1

I need to find a way to detect if a large string contains a specific substring.

Imagine that I have a full contract page converted to string in my Python program. What I want to do is to say if a specific term (a smaller string than the whole page string) exists in the page converted to string. The matching must be done semantically.

As an example, in the following case, I expect to have a good score for Query 1 and a bad score for Query 2. Notice that it's possible that my query has more than one sentence.

Query 1

"The supplier will accomplish the fulfill the delivery of the products in one week"

Query 2

"I like Phil Colins"

Page text

"The supplier will be paid annually in jully.

The delivery of products will be made in one week.

......... "

How would you do this task?

Valentin Calomme
  • 5,396
  • 3
  • 20
  • 49

1 Answers1

1

This is essentially information retrieval: usually there is a collection of documents and the goal is to find the document which is the most similar to a given query (what you call the "semantic concept").

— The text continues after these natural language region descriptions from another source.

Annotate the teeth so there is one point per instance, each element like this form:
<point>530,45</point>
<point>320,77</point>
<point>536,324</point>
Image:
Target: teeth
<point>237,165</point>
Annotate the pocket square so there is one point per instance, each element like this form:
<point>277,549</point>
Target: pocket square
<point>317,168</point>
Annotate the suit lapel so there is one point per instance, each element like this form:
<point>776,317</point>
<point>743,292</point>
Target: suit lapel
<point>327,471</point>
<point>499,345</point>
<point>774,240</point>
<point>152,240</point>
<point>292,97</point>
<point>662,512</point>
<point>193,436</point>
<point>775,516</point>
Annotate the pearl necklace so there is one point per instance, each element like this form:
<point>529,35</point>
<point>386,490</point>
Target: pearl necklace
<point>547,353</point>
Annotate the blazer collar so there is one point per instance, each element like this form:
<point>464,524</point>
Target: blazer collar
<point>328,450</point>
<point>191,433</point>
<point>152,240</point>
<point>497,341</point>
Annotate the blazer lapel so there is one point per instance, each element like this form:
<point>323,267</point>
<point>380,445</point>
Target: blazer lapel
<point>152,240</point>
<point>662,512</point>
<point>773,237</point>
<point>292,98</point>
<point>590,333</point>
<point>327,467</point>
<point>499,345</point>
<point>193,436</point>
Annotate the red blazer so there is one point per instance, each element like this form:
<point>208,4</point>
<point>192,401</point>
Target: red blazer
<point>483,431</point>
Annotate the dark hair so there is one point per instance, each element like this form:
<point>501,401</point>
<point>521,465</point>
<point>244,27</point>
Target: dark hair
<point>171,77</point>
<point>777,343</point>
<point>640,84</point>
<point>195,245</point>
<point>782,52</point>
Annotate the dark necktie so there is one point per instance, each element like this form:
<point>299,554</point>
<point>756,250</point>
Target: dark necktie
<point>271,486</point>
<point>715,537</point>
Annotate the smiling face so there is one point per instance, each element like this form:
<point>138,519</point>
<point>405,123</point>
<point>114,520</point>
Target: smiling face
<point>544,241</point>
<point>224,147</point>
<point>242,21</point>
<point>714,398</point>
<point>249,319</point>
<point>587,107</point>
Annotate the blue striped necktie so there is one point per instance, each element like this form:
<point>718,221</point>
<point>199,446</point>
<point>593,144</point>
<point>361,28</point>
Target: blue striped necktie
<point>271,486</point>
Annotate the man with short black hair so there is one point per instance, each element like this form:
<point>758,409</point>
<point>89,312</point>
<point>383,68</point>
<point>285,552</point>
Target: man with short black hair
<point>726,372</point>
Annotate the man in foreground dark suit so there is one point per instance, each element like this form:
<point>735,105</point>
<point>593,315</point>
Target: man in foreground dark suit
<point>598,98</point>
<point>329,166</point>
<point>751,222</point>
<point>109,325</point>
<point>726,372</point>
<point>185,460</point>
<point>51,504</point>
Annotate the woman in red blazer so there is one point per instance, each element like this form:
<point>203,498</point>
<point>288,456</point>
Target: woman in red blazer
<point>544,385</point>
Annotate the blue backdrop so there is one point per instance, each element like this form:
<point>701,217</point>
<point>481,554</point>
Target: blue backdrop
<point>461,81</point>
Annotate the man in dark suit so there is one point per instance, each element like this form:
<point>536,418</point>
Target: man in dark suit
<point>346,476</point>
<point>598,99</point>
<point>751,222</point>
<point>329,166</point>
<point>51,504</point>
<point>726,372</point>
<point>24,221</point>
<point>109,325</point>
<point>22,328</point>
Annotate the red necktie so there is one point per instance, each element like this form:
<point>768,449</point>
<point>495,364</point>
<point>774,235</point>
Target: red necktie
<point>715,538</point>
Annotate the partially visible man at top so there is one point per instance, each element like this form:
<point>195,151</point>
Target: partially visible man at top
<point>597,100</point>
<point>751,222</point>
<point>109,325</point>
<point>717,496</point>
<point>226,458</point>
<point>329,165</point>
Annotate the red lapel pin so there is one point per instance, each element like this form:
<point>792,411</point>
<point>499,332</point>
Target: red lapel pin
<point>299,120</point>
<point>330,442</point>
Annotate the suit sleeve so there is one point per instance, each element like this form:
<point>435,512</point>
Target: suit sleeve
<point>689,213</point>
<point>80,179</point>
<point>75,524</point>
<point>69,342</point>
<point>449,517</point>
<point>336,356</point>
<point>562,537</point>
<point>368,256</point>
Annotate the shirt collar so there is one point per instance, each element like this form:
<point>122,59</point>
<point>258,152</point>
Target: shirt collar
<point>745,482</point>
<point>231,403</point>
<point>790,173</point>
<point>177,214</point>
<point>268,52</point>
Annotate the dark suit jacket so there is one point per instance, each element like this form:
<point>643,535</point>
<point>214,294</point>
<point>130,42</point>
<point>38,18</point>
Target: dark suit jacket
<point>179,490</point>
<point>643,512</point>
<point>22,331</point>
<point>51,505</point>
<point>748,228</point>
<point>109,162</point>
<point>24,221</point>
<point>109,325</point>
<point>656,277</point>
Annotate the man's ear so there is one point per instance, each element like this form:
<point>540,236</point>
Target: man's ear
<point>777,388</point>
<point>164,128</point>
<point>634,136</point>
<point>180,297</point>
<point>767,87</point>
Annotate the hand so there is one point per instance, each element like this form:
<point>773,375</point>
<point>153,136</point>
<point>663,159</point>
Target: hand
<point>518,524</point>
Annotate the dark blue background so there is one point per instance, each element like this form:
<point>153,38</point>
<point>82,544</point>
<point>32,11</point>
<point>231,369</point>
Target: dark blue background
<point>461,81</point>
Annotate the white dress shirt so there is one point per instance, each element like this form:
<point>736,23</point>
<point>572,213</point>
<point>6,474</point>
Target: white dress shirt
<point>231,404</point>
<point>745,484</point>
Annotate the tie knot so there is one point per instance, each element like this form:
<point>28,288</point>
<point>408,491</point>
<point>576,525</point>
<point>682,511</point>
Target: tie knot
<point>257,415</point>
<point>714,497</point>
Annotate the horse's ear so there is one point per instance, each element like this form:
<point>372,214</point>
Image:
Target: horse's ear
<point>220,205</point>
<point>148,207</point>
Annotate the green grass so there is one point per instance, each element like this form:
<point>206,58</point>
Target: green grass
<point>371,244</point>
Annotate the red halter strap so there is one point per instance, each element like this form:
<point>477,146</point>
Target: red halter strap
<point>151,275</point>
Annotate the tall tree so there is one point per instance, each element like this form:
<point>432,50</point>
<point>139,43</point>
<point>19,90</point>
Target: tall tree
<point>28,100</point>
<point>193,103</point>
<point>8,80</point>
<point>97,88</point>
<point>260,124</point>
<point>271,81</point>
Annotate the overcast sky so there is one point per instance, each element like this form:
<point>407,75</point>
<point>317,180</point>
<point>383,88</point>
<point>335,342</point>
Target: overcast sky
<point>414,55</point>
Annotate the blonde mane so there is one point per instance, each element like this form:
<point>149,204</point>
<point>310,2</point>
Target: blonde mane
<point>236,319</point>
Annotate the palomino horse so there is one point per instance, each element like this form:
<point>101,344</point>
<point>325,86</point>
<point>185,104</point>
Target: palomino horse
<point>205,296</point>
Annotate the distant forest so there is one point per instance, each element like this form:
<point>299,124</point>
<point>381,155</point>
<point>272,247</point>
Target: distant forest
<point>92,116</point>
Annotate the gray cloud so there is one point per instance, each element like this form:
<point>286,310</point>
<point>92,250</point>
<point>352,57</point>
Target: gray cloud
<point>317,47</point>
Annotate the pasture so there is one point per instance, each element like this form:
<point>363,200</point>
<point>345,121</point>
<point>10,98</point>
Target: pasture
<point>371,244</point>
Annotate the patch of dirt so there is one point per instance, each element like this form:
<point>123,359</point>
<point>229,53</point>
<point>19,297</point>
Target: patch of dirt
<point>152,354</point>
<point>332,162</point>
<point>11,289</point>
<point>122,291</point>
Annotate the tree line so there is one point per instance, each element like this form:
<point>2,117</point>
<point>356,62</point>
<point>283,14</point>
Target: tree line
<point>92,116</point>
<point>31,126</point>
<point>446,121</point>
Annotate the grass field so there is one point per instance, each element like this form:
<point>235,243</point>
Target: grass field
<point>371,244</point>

The traditional way to do that is to convert the collection of documents as vectors, typically with TFIDF weight but there are many options (I assume that recent approaches favor using word (or document) embeddings). Then a similarity measure (for example cosine) is used to measure the similarity between every document and the query, and the most similar document is selected. Since in this case there would be a single document, you could use a threshold on the similarity level in order to answer yes or no (concept found or not).

Erwan
  • 24,823
  • 3
  • 13
  • 34